The US full product information labelling and the SPC advise caution and observation of patients starting SSRIs for abnormal behaviour and increasing aggression. Although early work did not clearly show the effect of these medications, many such as Breggin (1.) and Healy, Herxheimer & Menkes (2.) have raised concerns.

 

A recent paper by Moore (3.) et al entitled 'Prescription Drugs Associated with Reports of Violence Towards Others', to my mind clearly shows that there is a high chance that they do produce, as a class, violence towards others, although the standard three-legged defence may still apply in that these events are more common in the patients who have them, there is lack of consistent proof of this effect and that the patients may have other predisposing reasons for this behaviour.

 

There is no doubt that in some patients they may cause behaviours associated with forensic events from shoplifting to possible homicide, including mania, psychosis, flattened emotions and psychomotor restlessness or akathesia and that if these events occur, then a thorough assessment is called for in each and every case, as detailed in many publications including my own entitled 'Could the cure really be the cause?' (4.)

The time the patient is most at risk is when the dose is increasing or decreasing, particularly if they get a withdrawal syndrome.

 

In the other area where caution has to particularly be applied, is in their effects on platelet aggregation and the possibility that they cause a propensity to disorders of haemostasis and bleeding. This is particularly noticeable when other drugs with serotoninergic properties are used with them such as Sumatriptan and similar compounds.
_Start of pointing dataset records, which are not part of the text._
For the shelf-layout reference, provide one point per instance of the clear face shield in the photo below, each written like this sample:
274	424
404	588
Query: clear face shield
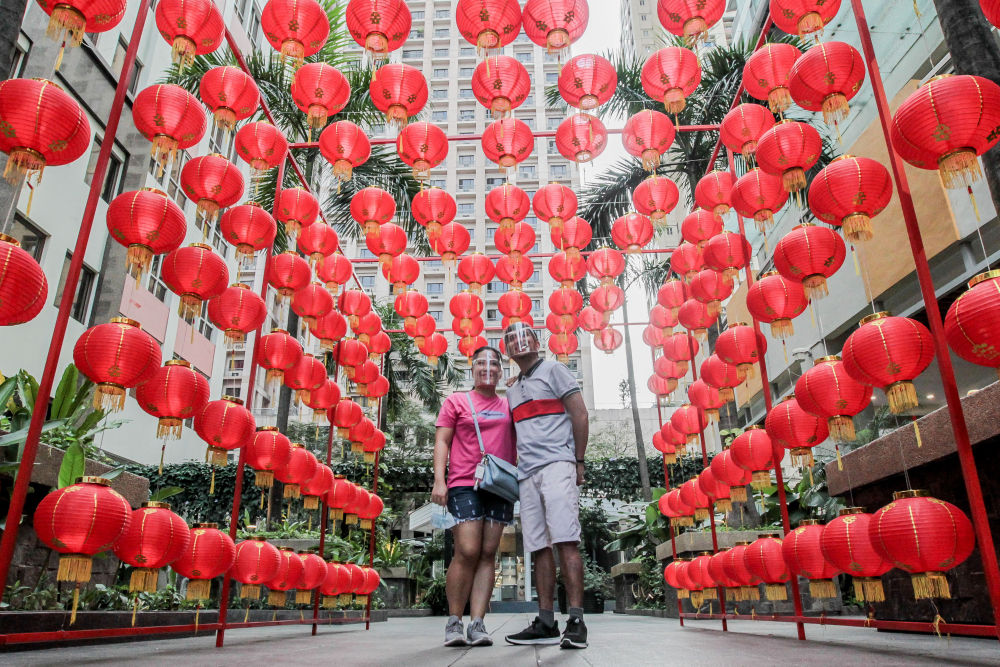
519	340
486	369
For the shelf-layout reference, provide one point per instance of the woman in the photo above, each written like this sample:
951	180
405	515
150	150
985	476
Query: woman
480	516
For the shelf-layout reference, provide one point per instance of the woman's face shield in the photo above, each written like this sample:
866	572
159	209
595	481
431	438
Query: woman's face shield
520	340
486	369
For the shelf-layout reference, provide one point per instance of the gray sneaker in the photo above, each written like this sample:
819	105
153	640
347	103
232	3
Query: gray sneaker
478	635
454	633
There is also the difficulty that some SSRIs like Duloxetine are not only indicated in depression, but also in other conditions whereby people may not immediately consider them to be SSRIs. This will undoubtedly relate to Dapoxetine. They also interact with non steroidal anti inflammatory drugs, steroids, Clopidogrel and Warfarin.

 

In my extensive experience of SSRIs gained from coordinating the clinical development of them; being a hands on psychiatric investigator, a practising physician with an interest in mental health, coordinator of parental support groups in an adolescent and young adult mental health unit, it is by no means unusual for patients, or those associated with them, to phone in distress with side effects, even though they may be absent or minimal in half the patients taking them. Sleeplessness and disturbance of sleep architecture is often a problem and although the authors recommend short term benzodiazepines for this, I have seen many patients in who this is impossible to stop due to both withdrawal symptoms and severe insomnia and many end up addicted. Alternatively, I have found more benefits from using a nocturnal dose of Trazodone.

 

The other experience I have is as a patient, and I have experienced Fluoxetine induced severe insomnia, sexual difficulties with Paroxetine, severe psychomotor restlessness after a single dose of Venlafaxine and Reboxetine associated mania. Luckily I have remained well for many years.

 

I have also worked extensively with cardiovascular drugs such as antiarrhythmic agents post myocardial infarction and despite the medical complexities and dangers with these compounds, they have caused me nowhere near the difficulties of SSRIs. Despite these difficulties, the SSRIs have been a very useful addition to the treatment of depression and although the authors should be commended on getting so much information into six pages, I have some regrets that they do not spend more time talking about the difficulties they may cause to patients and those prescribing.

 

REFERENCES

(1.) Peter R Breggin. Suicidality, violence and mania caused by selective serotonin reuptake inhibitors (SSRIs): A review and analysis. International Journal of Risk and Safety in Medicine 16 (2003/2004) 31-49.
(2.) David Healy, Andrew Herxheimer, David B Menkes. Antidepressants and Violence: Problems at the Interface of Medicine and Law. PLoS Medicine. September 2006: volume 3: issue 9: e372.
(3.) Thomas J Moore, Joseph Glenmullen, Curt D Furberg. Prescription Drugs Associated with Reports of Violence Towards Others. PLoS One. December 2010: volume 5: issue 12: e15337.
(4.) Malcolm VandenBurg. Could the cure really be the cause?' Your Witness. Summer 2009. A Press Publishers Ltd. Stockport UK.